Прошло больше трети этого срока, и нам остается только представить какой-нибудь новый «Вишневый сад», вырубленный полностью и под корень холодными профессионалами ХХI века.
***
«Пестрые рассказы» и «В сумерках» – первые его книги, появившиеся в 1886 и 1887 г.г. и тотчас завоевавшие большую популярность.
***
По словам Владимира Набокова: «Сам Чехов никогда не занимался политической деятельностью, и не потому что был безразличен к участи простого народа, - он не считал политическую деятельность своим предназначением: он тоже служил народу, но на свой лад. Главной общественной добродетелью для него была справедливость, и всю жизнь он стремился возвысить свой голос против всякой несправедливости, но только как писатель».
***
«Не только к озеленению, оплодотворению земли чувствовал он такую горячую склонность, но ко всякому творческому вмешательству жизнь. Натура жизнеутверждающая, динамическая, неистощимо активная, он стремился не только описывать жизнь, но и переделывать строить ее. То хлопочет об устройстве в Москве первого Народного дома с читальней, библиотекой, аудиторией, театром. То добивается, чтобы тут же, в Москве, была выстроена клиника кожных болезней. То хлопочет об устройстве в Крыму первой биологической станции. То собирает книги для всех сахалинских школ и шлет их туда целыми партиями. То строит невдалеке от Москвы одну за другой три школы для крестьянских детей, а заодно и колокольню и пожарный сарай для крестьян. И позже, поселившись в Крыму, строит там четвертую школу», - писал К.И.Чуковский.
***
Сестра его, Мария Павловна, работала фельдшерицей у Чехова-врача. Она вспоминала, что он «принимал у себя в усадьбе ежегодно свыше тысячи больных крестьян совершенно бесплатно, да еще снабжал каждого из них лекарствами».
***
Одно лишь известие о том, что в Ялте живет Антон Павлович Чехов, притягивало в Ялту десятки чахоточных больных – из Одессы, Харькова, Кишинева. У них не было ни гроша в кармане, но была уверенность: «Чехов обеспечит и койкой, и лечением!» (К.Чуковский.) И он обеспечивал, взваливая на себя нагрузку целого учреждения, всего Попечительства о вновь и вновь прибывавших больных.
***
«Знаменитый Московский Художественный театр, основанный в 90-х гг. двумя любителями, актером-любителем Станиславским и литератором Немировичем-Данченко (оба были одарены необыкновенным сценическим талантом), завоевал известность еще до постановок чеховских пьес. Но тем не менее театр этот поистине «нашел себя» и достиг художественного совершенства благодаря его пьесам, а им принес настоящую славу. «Чайка» стала символом театра – стилизованная чайка изображена на занавесе и программках. «Вишневый сад», «Дядя Ваня», «Три сестры» стали праздником не только для авторов, но и для всей труппы. Смертельно больной Чехов присутствовал на премьере, увидел восторженных зрителей, насладился успехом своей пьесы, а затем, ослабевший как никогда прежде, вернулся в свое ялтинское уединение. Его жена Ольга Книппер, одна из ведущих, я бы даже сказал – первая актриса театра, изредка и ненадолго приезжала к нему в Ялту. Брак этот не был счастливым». (Владимир Набоков)
***
«- Знаете, как я пишу свои маленькие рассказы? – сказал он Короленко, когда тот только что познакомился с ним. Вот.

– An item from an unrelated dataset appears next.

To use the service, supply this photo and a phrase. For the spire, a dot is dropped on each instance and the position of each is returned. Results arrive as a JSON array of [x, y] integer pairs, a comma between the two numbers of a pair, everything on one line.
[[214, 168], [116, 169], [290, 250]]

Он оглянул стол, взял в руки первую попавшуюся на глаза вещь – то оказалась пепельница, - поставил ее передо мною и сказал:
- Хотите – завтра будет рассказ… Заглавие «Пепельница».
И Короленко почудилось, что над пепельницей «начинают уже роиться какие-то неопределенные образы, положения, приключения, еще не нашедшие своих форм, но уже оживленные юмором» (К.И.Чуковский).